A hat-trie implementation that support prefix match iteration

11 releases

0.2.4 Jun 15, 2020
0.2.3 Jun 14, 2020
0.1.5 Jun 13, 2020

#2053 in Data structures

32 downloads per month

BSD-3-Clause

59KB
950 lines

hat_trie

An implementation of Hat-Trie according to this research by Nikolas Askitis and Ranjan Sinha.

Some part of codes are inspired by hat-trie written in C99. A good introduction to Hat-trie can be found here.

Short description

Hat-trie is a cache conscious kind of trie. This crate implements a "Hybrid" hat-trie. It consumes lesser storage that pure "Hashtable" as many common prefix will be extracted to common node of trie but this happen only if number of entry is large enough thus for small number of entry, it's virtually a "Hashtable" whereas a large number of entry, it's a mixture between "Hashtable" and trie.

How to use

As dictionary:

use htrie::{DenseVecTrieNode, TrieNode};
let mut dvtn = DenseVecTrieNode::new();
assert!(dvtn.get("".as_bytes()).is_none());
assert_eq!(dvtn.put("Yo".as_bytes(), 1), None);
assert_eq!(dvtn.get("Yo".as_bytes()), Some(&1));
assert_eq!(dvtn.put("Yes".as_bytes(), 2), None);
assert_eq!(dvtn.get("Yes".as_bytes()), Some(&2));

As prefix lookup data structure:

use htrie::{DenseVecTrieNode, TrieNode};

let mut dvtn: DenseVecTrieNode<u8, u8> = DenseVecTrieNode::new();
dvtn.put(&[1u8], 1u8);
dvtn.put(&[1u8, 2, 3], 2u8);
dvtn.put(&[1u8, 2, 3, 4], 3u8);

assert_eq!(dvtn.prefix(&[0u8, 1]).map(|(key, _)| {key}).collect::<Vec<&[u8]>>().len(), 0);
let key = &[1u8, 1];
let pf = dvtn.prefix(key).map(|(key, _)| {key}).collect::<Vec<&[u8]>>();
assert_eq!(pf.len(), 1);
assert_eq!(pf[0], &key[..1]);

let key = &[1u8, 2, 3, 5, 6];
let pf = dvtn.prefix(key).map(|(key, _)| {key}).collect::<Vec<&[u8]>>();

assert_eq!(pf.len(), 2);
for k in pf {
    assert_eq!(&key[..k.len()], k);
}

Caveat

Current implementation is closely similar to the one in research paper. In initialization of the DenseVecTrieNode, it pre-allocate memory at least equals to 2^bits of key element times size of usize. So in first example, it is 8 bits thus it pre-allocate memory about 2 ^ 8 * size of usize thus in 64 bits system, it took 1024 bytes + some overhead of ahtable and size of value. However, if your data is u32, the size of Unicode codepoint, you will requires at least 2 ^ 32 * size of usize thus 4,294,967,296 * size of usize. In 64 bits system, it is over 16GB for an empty DenseVecTrieNode.

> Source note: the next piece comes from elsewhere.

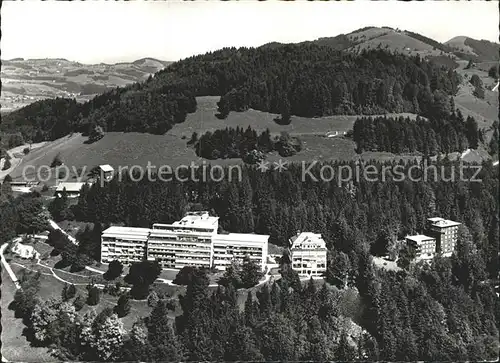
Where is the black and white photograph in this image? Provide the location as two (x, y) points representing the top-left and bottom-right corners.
(0, 0), (499, 362)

That is the reasons why in example code above, we encoded data into bytes before putting it in the trie. It can also be possible to encode data into u16 in case your data is encoded in UTF-16. However, for simplicity of example, we use u8. This is because the default encoding that Rust use is UTF-8.

Dependencies

~365KB